FruityCider · 31/05/2025 11:53

And yes. I am a normal person. I live in a 'naice' area, in a nice house, with a nice job. I'm an upstanding member of society and if you met me you'd probably think I'm pleasant enough. I'm not mean or cruel to anyone IRL. I walk among you. But then I'm also a woman. Are women allowed to have kinks or is it just men with them we don't like? Because actually my husband is a normal person too. Promise.

pinkdelight · 31/05/2025 11:54

Weclomehome · 31/05/2025 11:46

Ive never thought of this before but it's an interesting discussion. I think that it would depend on the fetish/kink, for example a shoe or foot i don't think would really say anything about them as a person day-to-day, but if you're into degradation of yourself or a partner during sex then it probably does tell you something about them as a person and how they value themselves or others.

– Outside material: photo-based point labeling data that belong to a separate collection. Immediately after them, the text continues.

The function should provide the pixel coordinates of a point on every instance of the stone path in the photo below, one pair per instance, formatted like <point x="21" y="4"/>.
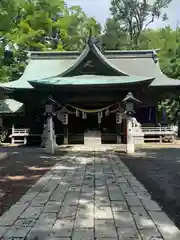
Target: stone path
<point x="87" y="196"/>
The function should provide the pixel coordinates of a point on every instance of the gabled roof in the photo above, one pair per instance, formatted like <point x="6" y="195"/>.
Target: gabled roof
<point x="141" y="63"/>
<point x="90" y="80"/>
<point x="99" y="55"/>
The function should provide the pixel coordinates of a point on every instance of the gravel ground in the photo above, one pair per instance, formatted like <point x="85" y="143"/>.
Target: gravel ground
<point x="20" y="168"/>
<point x="158" y="169"/>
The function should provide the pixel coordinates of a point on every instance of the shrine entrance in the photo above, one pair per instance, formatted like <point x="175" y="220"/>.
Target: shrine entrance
<point x="91" y="122"/>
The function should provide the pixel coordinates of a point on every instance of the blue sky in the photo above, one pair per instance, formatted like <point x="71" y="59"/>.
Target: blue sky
<point x="100" y="10"/>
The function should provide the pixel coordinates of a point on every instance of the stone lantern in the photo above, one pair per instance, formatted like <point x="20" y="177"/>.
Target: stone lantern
<point x="129" y="102"/>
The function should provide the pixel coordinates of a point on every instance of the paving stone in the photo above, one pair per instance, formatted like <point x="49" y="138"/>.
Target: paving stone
<point x="27" y="198"/>
<point x="126" y="189"/>
<point x="52" y="207"/>
<point x="32" y="212"/>
<point x="63" y="228"/>
<point x="3" y="230"/>
<point x="55" y="208"/>
<point x="82" y="234"/>
<point x="128" y="233"/>
<point x="150" y="205"/>
<point x="124" y="219"/>
<point x="102" y="201"/>
<point x="165" y="225"/>
<point x="17" y="232"/>
<point x="27" y="222"/>
<point x="105" y="229"/>
<point x="46" y="220"/>
<point x="116" y="195"/>
<point x="40" y="234"/>
<point x="9" y="217"/>
<point x="119" y="206"/>
<point x="104" y="212"/>
<point x="67" y="212"/>
<point x="133" y="201"/>
<point x="150" y="234"/>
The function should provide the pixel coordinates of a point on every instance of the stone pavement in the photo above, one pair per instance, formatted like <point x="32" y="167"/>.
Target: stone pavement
<point x="87" y="196"/>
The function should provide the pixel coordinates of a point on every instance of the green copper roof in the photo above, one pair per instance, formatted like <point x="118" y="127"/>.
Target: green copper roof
<point x="99" y="55"/>
<point x="90" y="80"/>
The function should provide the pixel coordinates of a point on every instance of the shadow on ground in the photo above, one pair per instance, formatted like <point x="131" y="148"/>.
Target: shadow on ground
<point x="20" y="168"/>
<point x="158" y="169"/>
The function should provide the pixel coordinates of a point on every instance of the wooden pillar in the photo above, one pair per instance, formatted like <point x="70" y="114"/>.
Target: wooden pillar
<point x="50" y="136"/>
<point x="118" y="127"/>
<point x="12" y="135"/>
<point x="130" y="142"/>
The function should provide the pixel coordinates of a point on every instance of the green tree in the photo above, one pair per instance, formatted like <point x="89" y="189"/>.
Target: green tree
<point x="39" y="25"/>
<point x="134" y="16"/>
<point x="114" y="37"/>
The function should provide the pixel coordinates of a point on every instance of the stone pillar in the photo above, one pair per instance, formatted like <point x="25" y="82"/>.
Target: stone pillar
<point x="50" y="136"/>
<point x="130" y="142"/>
<point x="65" y="122"/>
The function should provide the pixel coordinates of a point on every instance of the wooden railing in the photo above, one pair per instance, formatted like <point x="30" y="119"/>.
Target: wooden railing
<point x="158" y="130"/>
<point x="20" y="131"/>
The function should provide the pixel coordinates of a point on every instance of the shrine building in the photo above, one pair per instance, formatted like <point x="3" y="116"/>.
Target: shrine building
<point x="87" y="88"/>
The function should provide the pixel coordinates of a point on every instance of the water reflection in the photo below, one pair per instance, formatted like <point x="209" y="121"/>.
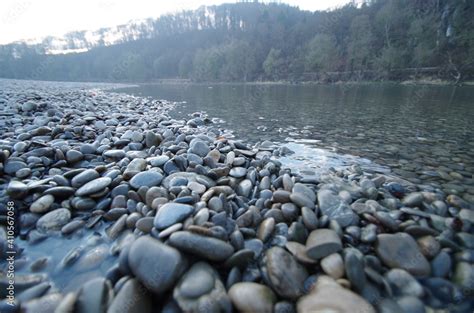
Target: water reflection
<point x="412" y="129"/>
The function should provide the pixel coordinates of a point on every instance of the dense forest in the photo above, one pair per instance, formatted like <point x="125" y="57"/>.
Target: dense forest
<point x="250" y="41"/>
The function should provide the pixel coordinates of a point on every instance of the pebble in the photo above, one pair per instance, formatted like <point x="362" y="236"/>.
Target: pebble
<point x="285" y="274"/>
<point x="401" y="251"/>
<point x="199" y="285"/>
<point x="252" y="297"/>
<point x="84" y="177"/>
<point x="53" y="220"/>
<point x="329" y="296"/>
<point x="335" y="208"/>
<point x="94" y="186"/>
<point x="333" y="265"/>
<point x="404" y="283"/>
<point x="147" y="178"/>
<point x="321" y="243"/>
<point x="121" y="181"/>
<point x="132" y="297"/>
<point x="413" y="199"/>
<point x="170" y="214"/>
<point x="42" y="204"/>
<point x="156" y="265"/>
<point x="206" y="247"/>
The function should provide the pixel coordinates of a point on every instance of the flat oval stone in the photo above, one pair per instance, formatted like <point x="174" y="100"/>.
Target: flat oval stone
<point x="322" y="242"/>
<point x="171" y="213"/>
<point x="286" y="275"/>
<point x="42" y="204"/>
<point x="156" y="265"/>
<point x="238" y="172"/>
<point x="54" y="220"/>
<point x="84" y="177"/>
<point x="94" y="186"/>
<point x="252" y="297"/>
<point x="147" y="178"/>
<point x="207" y="247"/>
<point x="197" y="281"/>
<point x="401" y="251"/>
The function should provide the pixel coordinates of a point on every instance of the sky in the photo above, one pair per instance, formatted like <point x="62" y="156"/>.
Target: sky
<point x="29" y="19"/>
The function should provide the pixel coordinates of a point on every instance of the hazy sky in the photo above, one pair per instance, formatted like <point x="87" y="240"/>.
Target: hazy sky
<point x="27" y="19"/>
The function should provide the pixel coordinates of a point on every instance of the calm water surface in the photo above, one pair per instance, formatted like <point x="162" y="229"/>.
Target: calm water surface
<point x="423" y="133"/>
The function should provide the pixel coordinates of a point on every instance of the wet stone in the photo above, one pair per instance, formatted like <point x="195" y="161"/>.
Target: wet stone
<point x="252" y="297"/>
<point x="147" y="178"/>
<point x="401" y="251"/>
<point x="285" y="274"/>
<point x="172" y="213"/>
<point x="206" y="247"/>
<point x="94" y="186"/>
<point x="53" y="220"/>
<point x="42" y="205"/>
<point x="322" y="242"/>
<point x="156" y="265"/>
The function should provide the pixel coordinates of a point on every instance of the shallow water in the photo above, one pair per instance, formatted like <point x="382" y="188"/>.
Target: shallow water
<point x="417" y="131"/>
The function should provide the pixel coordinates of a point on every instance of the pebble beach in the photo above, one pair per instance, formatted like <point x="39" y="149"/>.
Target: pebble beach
<point x="115" y="206"/>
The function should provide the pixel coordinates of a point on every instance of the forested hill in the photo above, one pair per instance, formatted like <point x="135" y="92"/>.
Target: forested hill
<point x="382" y="39"/>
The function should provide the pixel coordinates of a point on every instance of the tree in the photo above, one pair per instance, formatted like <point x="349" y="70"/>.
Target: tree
<point x="322" y="54"/>
<point x="360" y="43"/>
<point x="274" y="64"/>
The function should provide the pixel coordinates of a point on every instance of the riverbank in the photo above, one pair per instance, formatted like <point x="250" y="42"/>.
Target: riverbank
<point x="190" y="220"/>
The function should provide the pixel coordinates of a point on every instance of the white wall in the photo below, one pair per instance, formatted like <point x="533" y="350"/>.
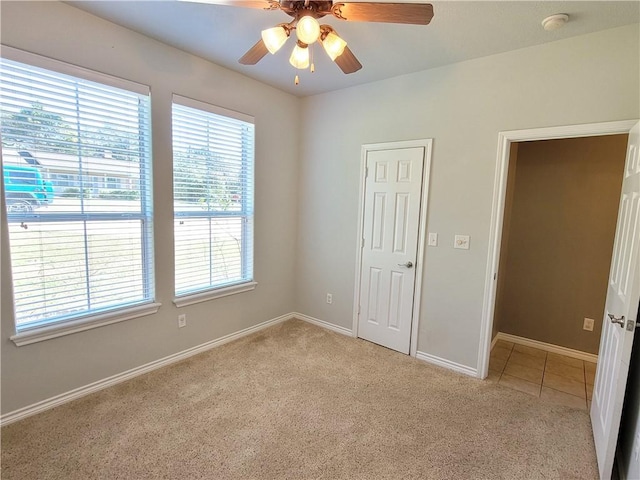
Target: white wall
<point x="592" y="78"/>
<point x="35" y="372"/>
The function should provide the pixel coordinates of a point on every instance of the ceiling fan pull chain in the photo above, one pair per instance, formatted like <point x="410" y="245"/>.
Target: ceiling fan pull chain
<point x="313" y="67"/>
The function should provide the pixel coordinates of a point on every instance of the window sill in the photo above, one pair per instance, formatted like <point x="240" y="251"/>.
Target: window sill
<point x="40" y="334"/>
<point x="213" y="294"/>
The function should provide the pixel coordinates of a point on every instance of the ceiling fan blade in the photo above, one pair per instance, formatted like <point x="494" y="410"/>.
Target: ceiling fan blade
<point x="261" y="4"/>
<point x="348" y="62"/>
<point x="413" y="13"/>
<point x="254" y="54"/>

if you're into degradation of yourself or a partner during sex then it probably does tell you something about them as a person and how they value themselves or others.

That is such overly simplistic reasoning I don't know where to start, except to say that whatever you think it tells you is likely to be very wide of the mark.

HuffleMyPuffle · 31/05/2025 11:55

MonTuesWeds · 31/05/2025 11:44

I think my issue is that a good person would not indulge fantasies that involve degrading or hurting women. They would invest in trying to develop better expressions of sexuality. Rather than lean into it and the inevitable ratchet effect

It's interesting to pick up you only speak about hurting WOMEN

When a well-known kink subset is women who hurt men...

Almost like you have an agenda

menopausalfart · 31/05/2025 11:56

@MonTuesWeds I can't see where anyone has said that kinks appear in a vacuum. Of course they are a part of who you are. As I said, though, the answers you're looking for are incredibly complex.

MonTuesWeds · 31/05/2025 11:56

Dangermoo · 31/05/2025 11:45

I was once told by a psychologist that we are all. All capable of torture. Interesting.

Yes we are. The line between good and evil runs through every heart. I thought this was a mundane truism?

OP posts:
MonTuesWeds · 31/05/2025 11:57

HuffleMyPuffle · 31/05/2025 11:55

It's interesting to pick up you only speak about hurting WOMEN

When a well-known kink subset is women who hurt men...

Almost like you have an agenda

Are you trying to tell me that women en masse are watching porn where men are hurt? Because I don't believe that. That porn is made for men.